Did your baby die? MINE DID.
Are you sad about it? I am.
Do you still have to work? I do.
Are there rules and regulations keeping you from working?  There are for me.
Are you pissed because you aren't getting paid this week? I am.
Are you hurt because you should have had your baby this week? I am.
Do I get into your business? NO I DON'T

So when I am upset because we can't get people to cooperate with us to get a business to resume its normal operations and I VENT about it because we are normal people and have bills to pay... employees to pay... and kids to take care of... maybe you should cut me some freaking slack.

Do you want to pay my bills this week or cut the hours for my employees?

Do you want to tell my kids that we can't go out to eat because we just really can't afford it this week?

If I can't tell the truth on here then where can I tell the truth? If you don't like it then don't read this blog. It is unfortunate that I can't SEE who reads my blog. I get anywhere from 200 to 500 hits per blog.. so plenty of people read it. Most people take what they want from it but understand that this is my way of getting through the pain.. the sadness.. the things that really piss me off.
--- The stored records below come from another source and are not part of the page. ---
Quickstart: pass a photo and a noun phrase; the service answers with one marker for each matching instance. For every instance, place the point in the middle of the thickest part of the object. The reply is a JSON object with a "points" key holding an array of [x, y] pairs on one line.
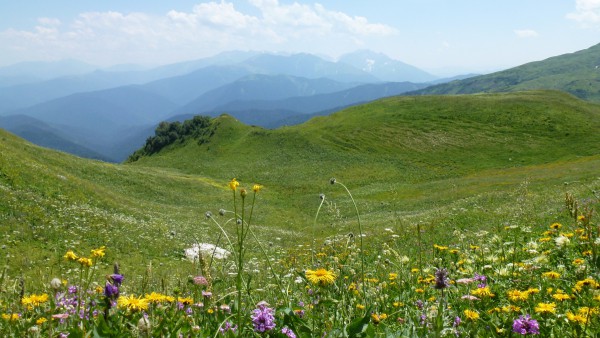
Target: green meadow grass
{"points": [[421, 170]]}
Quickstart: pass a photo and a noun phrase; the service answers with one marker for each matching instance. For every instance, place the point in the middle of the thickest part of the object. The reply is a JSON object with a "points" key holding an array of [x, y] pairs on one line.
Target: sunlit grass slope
{"points": [[406, 154], [470, 162]]}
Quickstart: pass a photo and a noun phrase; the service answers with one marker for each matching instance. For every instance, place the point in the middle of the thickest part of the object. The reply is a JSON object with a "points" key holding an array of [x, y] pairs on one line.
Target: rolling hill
{"points": [[442, 161], [576, 73]]}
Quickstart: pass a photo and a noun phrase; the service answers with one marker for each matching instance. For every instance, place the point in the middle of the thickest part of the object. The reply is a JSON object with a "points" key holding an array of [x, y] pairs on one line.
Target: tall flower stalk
{"points": [[242, 230], [360, 235]]}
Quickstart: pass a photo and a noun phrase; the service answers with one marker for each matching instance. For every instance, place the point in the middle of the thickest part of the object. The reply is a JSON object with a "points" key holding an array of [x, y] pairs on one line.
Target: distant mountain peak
{"points": [[384, 67]]}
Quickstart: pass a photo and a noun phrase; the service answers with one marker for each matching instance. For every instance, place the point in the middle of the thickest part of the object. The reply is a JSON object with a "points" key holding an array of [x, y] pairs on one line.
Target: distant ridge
{"points": [[577, 73]]}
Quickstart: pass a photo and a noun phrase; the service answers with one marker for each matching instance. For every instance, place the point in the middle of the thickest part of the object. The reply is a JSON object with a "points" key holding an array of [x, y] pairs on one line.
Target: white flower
{"points": [[206, 249], [562, 241]]}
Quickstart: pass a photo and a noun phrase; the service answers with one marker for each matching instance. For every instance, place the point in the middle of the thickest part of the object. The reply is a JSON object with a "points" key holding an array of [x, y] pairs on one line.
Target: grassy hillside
{"points": [[462, 162], [576, 73]]}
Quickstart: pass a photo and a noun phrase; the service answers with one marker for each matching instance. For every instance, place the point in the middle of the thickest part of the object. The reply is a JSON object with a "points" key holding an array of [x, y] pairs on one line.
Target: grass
{"points": [[467, 165]]}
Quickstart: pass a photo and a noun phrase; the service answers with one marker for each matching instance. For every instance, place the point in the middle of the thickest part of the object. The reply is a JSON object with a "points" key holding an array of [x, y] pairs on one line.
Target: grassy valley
{"points": [[424, 171]]}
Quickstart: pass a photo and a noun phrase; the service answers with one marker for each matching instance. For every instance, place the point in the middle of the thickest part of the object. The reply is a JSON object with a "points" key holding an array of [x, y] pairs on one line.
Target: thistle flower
{"points": [[56, 283], [233, 184], [441, 279], [98, 253], [262, 318], [525, 325], [70, 255]]}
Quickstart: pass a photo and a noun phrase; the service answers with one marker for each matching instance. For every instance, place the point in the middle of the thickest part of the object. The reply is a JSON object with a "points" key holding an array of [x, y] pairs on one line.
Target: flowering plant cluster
{"points": [[519, 281]]}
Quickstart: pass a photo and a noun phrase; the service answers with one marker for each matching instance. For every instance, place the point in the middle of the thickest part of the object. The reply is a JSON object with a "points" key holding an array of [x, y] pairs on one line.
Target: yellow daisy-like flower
{"points": [[11, 316], [471, 315], [85, 261], [70, 255], [560, 295], [132, 303], [155, 297], [551, 275], [483, 292], [233, 184], [546, 308], [320, 276], [32, 301], [377, 318], [588, 282], [516, 295], [97, 253]]}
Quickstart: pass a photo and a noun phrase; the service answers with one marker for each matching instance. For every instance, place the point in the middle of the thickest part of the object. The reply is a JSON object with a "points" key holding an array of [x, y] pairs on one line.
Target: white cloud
{"points": [[586, 12], [210, 27], [526, 33]]}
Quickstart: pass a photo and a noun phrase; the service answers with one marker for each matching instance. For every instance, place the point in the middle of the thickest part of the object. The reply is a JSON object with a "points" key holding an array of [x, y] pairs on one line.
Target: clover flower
{"points": [[262, 318], [525, 325]]}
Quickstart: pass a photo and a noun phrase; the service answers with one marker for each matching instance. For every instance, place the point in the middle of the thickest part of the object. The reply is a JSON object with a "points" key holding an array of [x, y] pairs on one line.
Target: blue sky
{"points": [[440, 36]]}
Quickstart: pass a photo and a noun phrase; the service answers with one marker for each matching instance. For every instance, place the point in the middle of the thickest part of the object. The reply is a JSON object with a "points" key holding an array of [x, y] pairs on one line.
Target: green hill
{"points": [[576, 73], [446, 162]]}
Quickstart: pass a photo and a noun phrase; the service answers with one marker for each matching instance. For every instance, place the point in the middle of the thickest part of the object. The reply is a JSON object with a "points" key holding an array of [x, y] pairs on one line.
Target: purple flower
{"points": [[525, 325], [441, 279], [480, 278], [200, 280], [456, 321], [262, 318], [117, 279], [111, 291], [227, 327], [288, 332]]}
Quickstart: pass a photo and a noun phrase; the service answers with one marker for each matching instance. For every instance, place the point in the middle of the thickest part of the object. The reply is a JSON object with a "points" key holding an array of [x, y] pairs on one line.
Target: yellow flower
{"points": [[233, 184], [546, 308], [482, 292], [97, 253], [516, 295], [132, 303], [551, 275], [377, 318], [471, 315], [34, 300], [11, 317], [70, 255], [85, 261], [588, 282], [320, 276], [560, 295]]}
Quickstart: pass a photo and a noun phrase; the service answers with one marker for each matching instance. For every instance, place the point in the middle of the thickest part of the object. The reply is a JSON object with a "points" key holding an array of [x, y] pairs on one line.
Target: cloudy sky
{"points": [[440, 36]]}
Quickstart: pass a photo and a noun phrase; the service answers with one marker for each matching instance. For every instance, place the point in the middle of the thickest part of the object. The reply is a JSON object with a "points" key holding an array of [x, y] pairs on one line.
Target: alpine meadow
{"points": [[462, 209]]}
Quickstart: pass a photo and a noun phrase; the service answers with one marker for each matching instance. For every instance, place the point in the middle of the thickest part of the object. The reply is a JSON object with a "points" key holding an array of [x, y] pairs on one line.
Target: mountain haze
{"points": [[576, 73]]}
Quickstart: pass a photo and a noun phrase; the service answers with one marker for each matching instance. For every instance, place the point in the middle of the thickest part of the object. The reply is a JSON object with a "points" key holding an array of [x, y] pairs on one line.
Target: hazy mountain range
{"points": [[108, 113]]}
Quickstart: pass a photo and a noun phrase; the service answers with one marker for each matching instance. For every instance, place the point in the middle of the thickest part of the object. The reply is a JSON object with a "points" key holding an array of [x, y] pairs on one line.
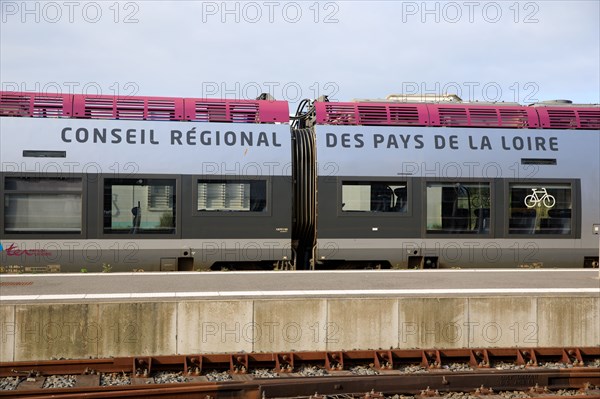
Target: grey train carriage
{"points": [[101, 183]]}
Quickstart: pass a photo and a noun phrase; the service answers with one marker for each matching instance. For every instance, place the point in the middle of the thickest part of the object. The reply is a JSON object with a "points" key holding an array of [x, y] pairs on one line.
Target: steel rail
{"points": [[579, 366]]}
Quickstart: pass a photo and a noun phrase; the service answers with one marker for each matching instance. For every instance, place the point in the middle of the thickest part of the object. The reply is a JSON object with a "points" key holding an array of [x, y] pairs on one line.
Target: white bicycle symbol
{"points": [[534, 199]]}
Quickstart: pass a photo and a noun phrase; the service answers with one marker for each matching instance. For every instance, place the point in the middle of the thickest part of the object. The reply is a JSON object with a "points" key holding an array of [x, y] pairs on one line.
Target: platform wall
{"points": [[47, 331]]}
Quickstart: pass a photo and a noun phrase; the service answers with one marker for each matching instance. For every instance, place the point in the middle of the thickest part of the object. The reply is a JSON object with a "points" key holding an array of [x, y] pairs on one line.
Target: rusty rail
{"points": [[570, 368]]}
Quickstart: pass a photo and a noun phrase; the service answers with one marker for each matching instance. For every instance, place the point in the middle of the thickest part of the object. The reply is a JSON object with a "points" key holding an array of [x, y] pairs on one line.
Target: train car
{"points": [[447, 184], [103, 183]]}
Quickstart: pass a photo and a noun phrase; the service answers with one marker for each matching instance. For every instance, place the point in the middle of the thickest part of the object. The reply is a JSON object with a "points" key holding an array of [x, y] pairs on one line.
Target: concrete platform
{"points": [[79, 316]]}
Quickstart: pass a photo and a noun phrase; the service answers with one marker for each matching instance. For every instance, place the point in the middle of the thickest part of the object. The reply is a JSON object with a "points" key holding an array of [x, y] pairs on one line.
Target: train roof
{"points": [[26, 104], [451, 111]]}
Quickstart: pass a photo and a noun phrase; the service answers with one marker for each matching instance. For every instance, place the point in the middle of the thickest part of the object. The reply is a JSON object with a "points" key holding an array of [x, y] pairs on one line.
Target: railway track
{"points": [[375, 374]]}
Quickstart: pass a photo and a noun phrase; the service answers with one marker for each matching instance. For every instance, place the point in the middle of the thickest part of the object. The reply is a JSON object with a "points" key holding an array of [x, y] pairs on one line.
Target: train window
{"points": [[42, 205], [458, 208], [232, 195], [138, 206], [540, 208], [363, 196]]}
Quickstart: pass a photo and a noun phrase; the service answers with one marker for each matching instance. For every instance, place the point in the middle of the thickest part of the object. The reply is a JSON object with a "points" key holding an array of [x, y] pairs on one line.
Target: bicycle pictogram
{"points": [[535, 199]]}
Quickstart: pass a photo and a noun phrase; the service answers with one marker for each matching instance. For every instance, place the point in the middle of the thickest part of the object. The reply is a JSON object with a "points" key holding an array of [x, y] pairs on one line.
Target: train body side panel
{"points": [[419, 158], [101, 153]]}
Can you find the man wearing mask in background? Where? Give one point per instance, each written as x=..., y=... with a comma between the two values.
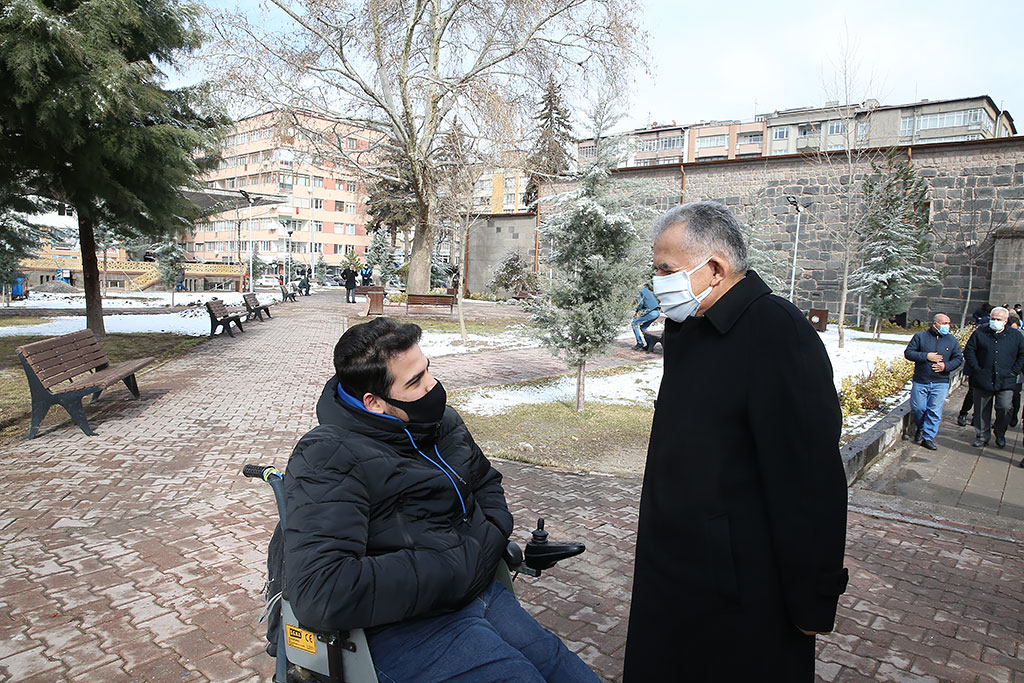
x=993, y=356
x=935, y=353
x=742, y=517
x=396, y=522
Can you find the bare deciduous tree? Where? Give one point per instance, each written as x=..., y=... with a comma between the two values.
x=403, y=70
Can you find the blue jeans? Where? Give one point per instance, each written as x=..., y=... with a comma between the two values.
x=492, y=639
x=641, y=324
x=926, y=407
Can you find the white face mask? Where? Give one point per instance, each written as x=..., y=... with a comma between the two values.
x=676, y=294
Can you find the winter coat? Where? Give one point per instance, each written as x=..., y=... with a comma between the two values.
x=376, y=532
x=349, y=276
x=993, y=359
x=742, y=516
x=930, y=341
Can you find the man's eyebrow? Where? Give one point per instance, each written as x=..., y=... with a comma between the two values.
x=418, y=376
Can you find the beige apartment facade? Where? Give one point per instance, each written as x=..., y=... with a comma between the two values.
x=834, y=127
x=307, y=206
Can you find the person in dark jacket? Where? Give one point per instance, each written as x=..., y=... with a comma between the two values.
x=935, y=353
x=349, y=274
x=742, y=517
x=396, y=522
x=993, y=356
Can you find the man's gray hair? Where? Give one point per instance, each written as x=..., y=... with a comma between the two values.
x=711, y=228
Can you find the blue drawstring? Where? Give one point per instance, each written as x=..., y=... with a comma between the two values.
x=354, y=402
x=429, y=460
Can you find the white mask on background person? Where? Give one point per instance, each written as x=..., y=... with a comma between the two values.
x=675, y=293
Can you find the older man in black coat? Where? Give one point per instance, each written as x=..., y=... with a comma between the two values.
x=742, y=516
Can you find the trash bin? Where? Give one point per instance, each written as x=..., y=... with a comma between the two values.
x=818, y=318
x=376, y=299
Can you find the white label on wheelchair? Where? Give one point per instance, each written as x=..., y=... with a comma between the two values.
x=300, y=639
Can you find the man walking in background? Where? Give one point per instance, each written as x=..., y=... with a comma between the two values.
x=742, y=516
x=993, y=356
x=935, y=353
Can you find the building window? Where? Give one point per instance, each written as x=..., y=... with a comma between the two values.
x=713, y=141
x=837, y=127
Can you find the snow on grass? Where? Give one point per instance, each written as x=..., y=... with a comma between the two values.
x=435, y=344
x=640, y=384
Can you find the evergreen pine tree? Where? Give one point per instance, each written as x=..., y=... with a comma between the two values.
x=596, y=254
x=894, y=245
x=86, y=119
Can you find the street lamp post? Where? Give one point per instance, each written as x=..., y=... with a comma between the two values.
x=796, y=243
x=249, y=221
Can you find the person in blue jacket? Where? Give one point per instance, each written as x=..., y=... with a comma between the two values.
x=935, y=352
x=647, y=311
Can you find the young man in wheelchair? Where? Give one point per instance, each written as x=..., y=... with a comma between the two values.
x=396, y=522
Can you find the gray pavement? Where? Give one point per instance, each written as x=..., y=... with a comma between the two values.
x=138, y=554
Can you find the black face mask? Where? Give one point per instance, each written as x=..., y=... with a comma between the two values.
x=429, y=408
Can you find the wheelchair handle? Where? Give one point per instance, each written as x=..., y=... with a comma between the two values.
x=263, y=472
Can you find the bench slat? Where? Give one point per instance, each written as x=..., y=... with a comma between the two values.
x=108, y=376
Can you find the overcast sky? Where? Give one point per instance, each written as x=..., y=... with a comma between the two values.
x=720, y=60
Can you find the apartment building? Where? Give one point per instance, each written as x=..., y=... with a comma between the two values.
x=869, y=124
x=656, y=144
x=726, y=139
x=321, y=202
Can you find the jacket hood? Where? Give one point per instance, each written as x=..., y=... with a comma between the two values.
x=332, y=411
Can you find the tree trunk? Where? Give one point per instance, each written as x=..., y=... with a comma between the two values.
x=419, y=261
x=581, y=373
x=90, y=274
x=970, y=284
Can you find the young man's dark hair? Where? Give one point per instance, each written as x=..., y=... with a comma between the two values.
x=360, y=355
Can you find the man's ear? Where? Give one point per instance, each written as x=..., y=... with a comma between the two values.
x=374, y=403
x=720, y=269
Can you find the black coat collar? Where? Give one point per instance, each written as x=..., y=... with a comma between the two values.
x=724, y=312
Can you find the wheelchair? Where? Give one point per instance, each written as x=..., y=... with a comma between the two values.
x=343, y=656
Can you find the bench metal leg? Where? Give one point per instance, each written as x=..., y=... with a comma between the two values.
x=132, y=385
x=77, y=413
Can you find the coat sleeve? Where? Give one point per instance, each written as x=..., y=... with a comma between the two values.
x=971, y=355
x=955, y=357
x=913, y=350
x=487, y=487
x=332, y=584
x=796, y=422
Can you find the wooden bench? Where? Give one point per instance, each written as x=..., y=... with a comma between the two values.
x=254, y=307
x=430, y=300
x=220, y=316
x=64, y=370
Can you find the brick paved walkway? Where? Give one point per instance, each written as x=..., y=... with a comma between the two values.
x=137, y=555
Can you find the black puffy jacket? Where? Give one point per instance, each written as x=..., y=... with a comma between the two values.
x=376, y=532
x=992, y=359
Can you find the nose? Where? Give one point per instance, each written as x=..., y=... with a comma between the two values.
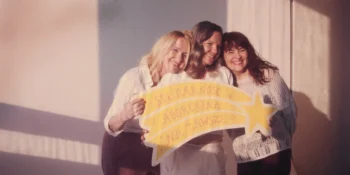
x=214, y=49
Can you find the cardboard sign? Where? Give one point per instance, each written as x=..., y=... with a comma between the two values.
x=177, y=113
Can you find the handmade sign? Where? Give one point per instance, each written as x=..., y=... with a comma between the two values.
x=177, y=113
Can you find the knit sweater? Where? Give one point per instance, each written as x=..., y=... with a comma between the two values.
x=258, y=146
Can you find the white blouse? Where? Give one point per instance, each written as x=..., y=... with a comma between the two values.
x=222, y=75
x=130, y=84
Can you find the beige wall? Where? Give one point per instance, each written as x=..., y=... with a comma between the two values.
x=50, y=57
x=310, y=51
x=60, y=62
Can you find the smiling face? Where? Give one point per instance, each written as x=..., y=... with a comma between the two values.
x=175, y=59
x=212, y=48
x=236, y=59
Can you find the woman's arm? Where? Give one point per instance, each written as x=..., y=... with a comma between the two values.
x=282, y=98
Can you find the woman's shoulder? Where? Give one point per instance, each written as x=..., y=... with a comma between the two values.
x=225, y=74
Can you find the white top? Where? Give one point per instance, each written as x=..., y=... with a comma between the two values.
x=221, y=75
x=130, y=84
x=257, y=147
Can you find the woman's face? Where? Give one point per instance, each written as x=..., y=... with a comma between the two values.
x=175, y=59
x=236, y=59
x=212, y=48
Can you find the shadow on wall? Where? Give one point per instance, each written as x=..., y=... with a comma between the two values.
x=15, y=164
x=55, y=126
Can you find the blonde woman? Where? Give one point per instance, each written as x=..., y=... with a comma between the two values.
x=203, y=155
x=122, y=149
x=259, y=154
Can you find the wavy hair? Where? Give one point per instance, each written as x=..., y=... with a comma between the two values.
x=256, y=65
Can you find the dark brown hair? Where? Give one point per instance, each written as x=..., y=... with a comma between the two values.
x=200, y=33
x=256, y=65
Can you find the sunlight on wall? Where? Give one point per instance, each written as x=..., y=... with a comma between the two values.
x=311, y=56
x=267, y=25
x=50, y=61
x=48, y=147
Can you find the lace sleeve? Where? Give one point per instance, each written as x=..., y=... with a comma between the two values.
x=282, y=98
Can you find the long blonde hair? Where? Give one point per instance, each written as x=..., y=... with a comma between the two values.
x=163, y=45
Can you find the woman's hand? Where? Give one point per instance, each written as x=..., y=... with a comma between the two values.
x=134, y=108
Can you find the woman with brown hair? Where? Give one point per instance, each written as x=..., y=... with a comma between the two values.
x=203, y=155
x=122, y=151
x=260, y=154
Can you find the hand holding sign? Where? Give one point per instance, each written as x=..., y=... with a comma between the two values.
x=177, y=113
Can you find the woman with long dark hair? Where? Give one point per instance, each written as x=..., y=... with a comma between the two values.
x=260, y=154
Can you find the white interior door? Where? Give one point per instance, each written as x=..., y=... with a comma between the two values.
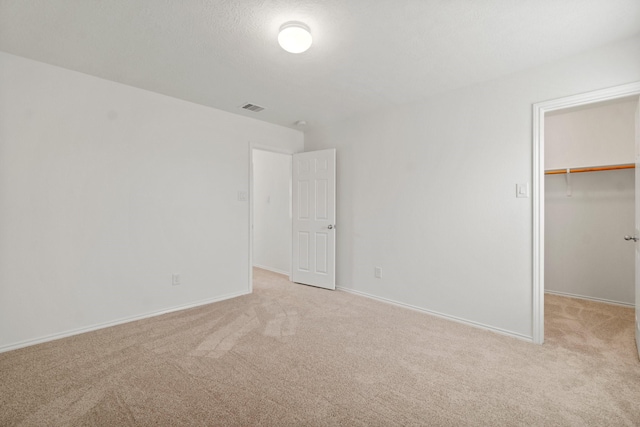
x=313, y=254
x=637, y=227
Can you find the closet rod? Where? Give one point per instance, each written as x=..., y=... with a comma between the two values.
x=593, y=169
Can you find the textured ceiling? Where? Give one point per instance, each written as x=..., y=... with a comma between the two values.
x=366, y=55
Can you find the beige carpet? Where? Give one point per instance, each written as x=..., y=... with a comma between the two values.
x=292, y=355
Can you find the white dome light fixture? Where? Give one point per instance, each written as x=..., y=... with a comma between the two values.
x=295, y=37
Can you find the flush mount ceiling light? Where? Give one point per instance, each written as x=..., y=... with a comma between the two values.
x=295, y=37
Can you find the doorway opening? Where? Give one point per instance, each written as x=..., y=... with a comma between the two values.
x=270, y=211
x=540, y=110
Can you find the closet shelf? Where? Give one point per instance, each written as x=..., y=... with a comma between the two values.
x=591, y=169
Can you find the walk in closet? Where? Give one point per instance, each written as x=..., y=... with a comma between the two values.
x=589, y=201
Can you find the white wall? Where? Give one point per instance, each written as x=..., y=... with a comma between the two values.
x=427, y=191
x=585, y=254
x=272, y=211
x=106, y=190
x=590, y=136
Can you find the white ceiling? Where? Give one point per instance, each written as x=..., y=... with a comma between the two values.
x=366, y=55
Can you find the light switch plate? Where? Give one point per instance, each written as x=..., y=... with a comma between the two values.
x=522, y=191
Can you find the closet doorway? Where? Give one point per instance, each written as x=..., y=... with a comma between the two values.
x=571, y=269
x=270, y=201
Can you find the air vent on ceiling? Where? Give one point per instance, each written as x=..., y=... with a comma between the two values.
x=252, y=107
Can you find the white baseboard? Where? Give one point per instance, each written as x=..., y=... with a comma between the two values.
x=275, y=270
x=441, y=315
x=78, y=331
x=607, y=301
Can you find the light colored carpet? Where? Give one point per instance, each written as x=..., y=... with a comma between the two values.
x=293, y=355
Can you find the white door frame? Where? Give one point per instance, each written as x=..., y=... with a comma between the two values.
x=261, y=147
x=539, y=110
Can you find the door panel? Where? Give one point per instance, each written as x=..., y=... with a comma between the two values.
x=314, y=212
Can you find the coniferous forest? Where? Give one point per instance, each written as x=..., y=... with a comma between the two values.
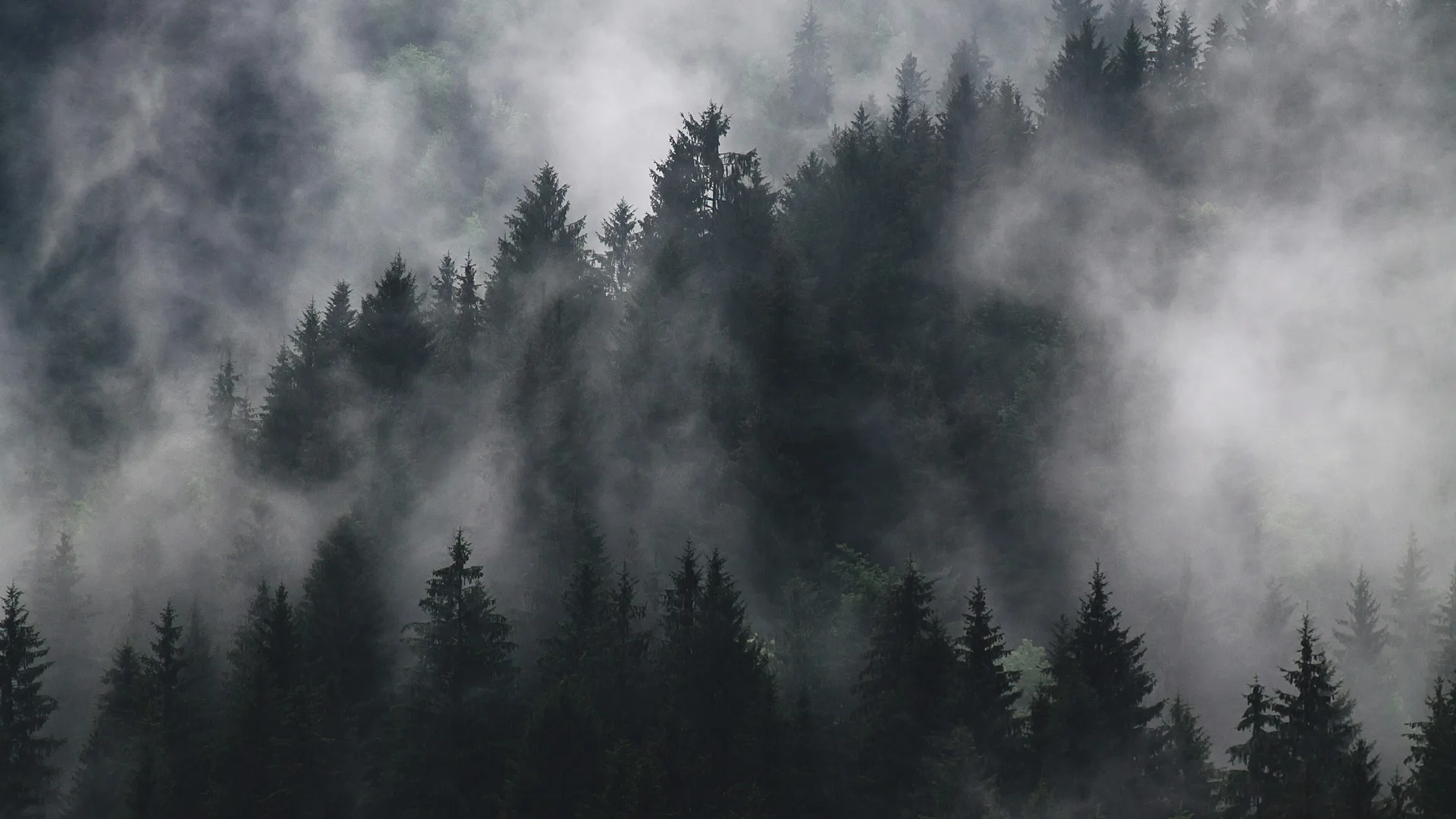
x=745, y=500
How can I find joy again when there are constantly people out there just being complete A-holes?

When you lose your baby you really find out who your friends are... you realize what is important. You realize that material things don't matter so much. All you want to do is genuinely smile again, or laugh from the belly... or just feel the sunshine on your head.

I have found that a lot of the things that I have said that are negative ring true. I hate that. I hate that I can't just be positive and glass half full again. I used to have faith in people and really give everyone the benefit of the doubt... now.. I just have no faith except in the people who have shown it.

Today when I arrived at work there was a flower pot sitting on the porch. It was pink. It was full of butterfly cut outs. On those cut outs were messages from people who care. People who remembered that today was Zoe Jane's due date. People who love us. They surrounded me with butterflies. They surrounded me with love... that is what got me through this completely horrible day. The people who truly love and care for us took the time to let us know...

As for the person who read my blog and was so offended because I told the truth about being upset because we couldn't operate under a normal capacity today... you can kiss it. As we say in the South to people that we would rather cuss out.... "Bless your heart".